17.
Au cours de la journée, les échassiers observaient une scène inhabituelle. Sur l’île des cotonniers, des techniciens en blouse blanche photographiaient une zone, d’autres, des gants en latex aux mains inspectaient les alentours, déroulant du rubalise pour délimiter un périmètre d’action.
Cléo aurait juré que le commissaire ne le prendrait pas au sérieux, et pourtant, les mocassins vernis imprégnés de boue, Terreu trépignait d’impatience au milieu de tout ce va-et-vient. Il baladait son regard le long du sentier étroit qui partait de la berge tapissée de roseaux jusqu’au site de fouille et s’assurait que tous respectaient les consignes pour éviter de polluer l’endroit.

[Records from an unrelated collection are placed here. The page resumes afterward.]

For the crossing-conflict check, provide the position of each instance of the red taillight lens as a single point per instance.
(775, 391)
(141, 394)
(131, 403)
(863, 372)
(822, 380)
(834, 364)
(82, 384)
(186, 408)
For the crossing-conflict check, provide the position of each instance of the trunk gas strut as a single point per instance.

Quand il avait dû embarquer pour traverser le bras de mer le séparant de l’île, Terreu s’était avancé non sans appréhension vers la barque que lui avait montrée Cléo. Il avait traîné des pieds hasardant un coup d’œil soucieux à la vulgaire coque de noix qui se balançait au gré du clapotis. Il ne savait pas nager et Cléo qui débordait d’excitation en avait fait les frais. Terreu éprouvait une phobie pour l’eau depuis ses plus jeunes années et l’avait tancé vertement.
« Vous comptez me faire passer de l’autre côté sur cette planche ?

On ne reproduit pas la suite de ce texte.